On the surface they appear to be vastly dissimilar as Ravi Shankar’s musical background was rooted more in the Classical Indian heritage whereas, George Harrison’s music was from an alternate English pop universe. However, when they met their combined love and passion to produce music from the soul couldn’t keep them apart. Something to take notice of here is the stark social backgrounds they both hailed from. Harrison was the son of a bus conductor father and a shop assistant mother, Shankar belonged to an affluent Bengali Brahmin family. Their musical union is a notable one as they overcame and even blurred all these social differences.

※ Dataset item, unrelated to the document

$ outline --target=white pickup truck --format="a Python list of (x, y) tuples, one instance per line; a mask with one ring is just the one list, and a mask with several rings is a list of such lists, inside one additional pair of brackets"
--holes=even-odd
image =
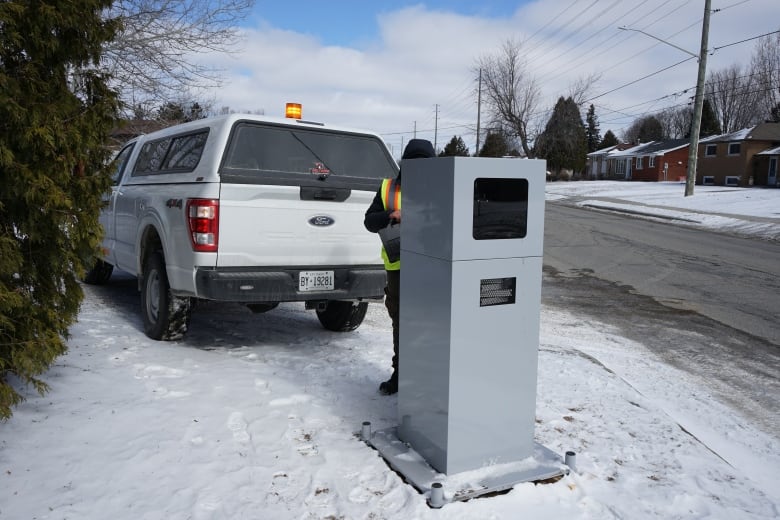
[(371, 132), (231, 114), (138, 137), (115, 159), (101, 258), (138, 278), (144, 331), (181, 338), (197, 299), (255, 312), (303, 301), (329, 330), (354, 330), (384, 296), (363, 215), (398, 173)]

With Beatlemania in full swing and the legend of Ravi Shankar etched in minds of millions of music lovers, this summit of Indian classical and pop music would create tectonic shifts in the swinging 60s and much after. Appositely enough, Harrison had first laid his hands on a sitar in 1965, while he was shooting a scene in an Indian restaurant for his upcoming movie, ‘Help’. As the musical strings tugged to his heart, Harrison bought his own sitar from a shop in Oxford, London shortly after.

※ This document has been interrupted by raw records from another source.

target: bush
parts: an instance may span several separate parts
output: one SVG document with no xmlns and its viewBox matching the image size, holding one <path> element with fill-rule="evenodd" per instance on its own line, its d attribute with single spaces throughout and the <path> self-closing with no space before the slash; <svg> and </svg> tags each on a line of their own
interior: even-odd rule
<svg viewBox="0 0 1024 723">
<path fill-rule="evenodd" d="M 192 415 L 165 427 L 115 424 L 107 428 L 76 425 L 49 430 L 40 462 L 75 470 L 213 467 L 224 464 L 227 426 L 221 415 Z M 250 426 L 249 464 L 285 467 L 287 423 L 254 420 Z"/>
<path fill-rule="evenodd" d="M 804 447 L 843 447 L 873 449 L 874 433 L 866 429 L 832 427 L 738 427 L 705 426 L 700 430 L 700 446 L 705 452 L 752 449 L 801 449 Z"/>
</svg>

As events unfolded, in 1966 George Harrison finally met Ravi Shankar in Bath. Although with some trepidation at the beginning, Ravi Shankar began giving sitar lessons to Harrison. It was to be the beginning of an exceptional blossoming. A grand melange of the classic and the contemporary. This great synthesis reached its apex with Harrison’s song “Within you without you”. The spiritual message of India blended with Harrison’s trademark into song.

The two remained in constant touch after that and, in less than three months after their first meeting they had reworked their busy schedules to travel together across India for a month and a half. Apprehensive about Harrison’s dedication to the craft at first, Shankar grew fond of the long haired pop star. “From the moment we met, George was asking questions, and I felt he was genuinely interested in Indian music and religion.

He appeared to be a sweet, straightforward young man. I said I had been told he had used the sitar, although I had not heard the song ‘Norwegian Wood’. He seemed quite embarrassed, and it transpired that he had only had a few sittings with an Indian chap who was in London to see how the instrument should be held and to learn the basics of playing. ‘Norwegian Wood’ was supposedly causing so much brouhaha, but when I eventually heard the song I thought it was a strange sound that had been produced on the sitar” Shankar recounted.

With the boiling refugee crisis in Bangladesh in 1971, Shankar and Harrison came together once again. This meeting once again spelt musical decadence with roaring success for a noble cause.

In October 2010, a four-disc compilation box set ‘Collaborations’ was released. It compiled three studio albums originally issued on that label – the long-unavailable ‘Shankar Family and Friends’ (1974) and ‘Ravi Shankar’s Music Festival From India’ (1976) and ‘Chants of India’. All three albums were originally Shankar’s releases, in which Harrison played the role of music producer and guest musician, both Shankar and Harrison are credited as artists on the box set.

There are many amusing anecdotes from their time together as mentor and student. One such laughter inducing story is Harrison stepped over his sitar to answer the phone and was swiftly whacked by Shankar on the leg for the lack of respect he had displayed towards his instrument. It is amusing to think of how two men who were at the pinnacle of success were nothing in comparison to the power of music. I personally believe it is this power that they both worshipped and tried so hard throughout their individual careers to attain and cherish.

The enchanted fusion of two prolific geniuses, reaffirmed the magic and power of music. Reminding many of the flight of a bird. Unhinged by boundaries. Breaking all barriers and borders. Leaving us with an impressive array of soul stirring music, the coming together of Ravi Shankar and George Harrison was both a spiritual and creative union. A legendary homecoming for two musical masterminds.

One thought on “Pandit Ravi Shankar Meets George Harrison

  1. So subtly expressed, this piece by Anithya is as mystic as the two personalities described in the article.It not only details events in their lives but the discreet feelings of music and amalgation of two cultures, East and West.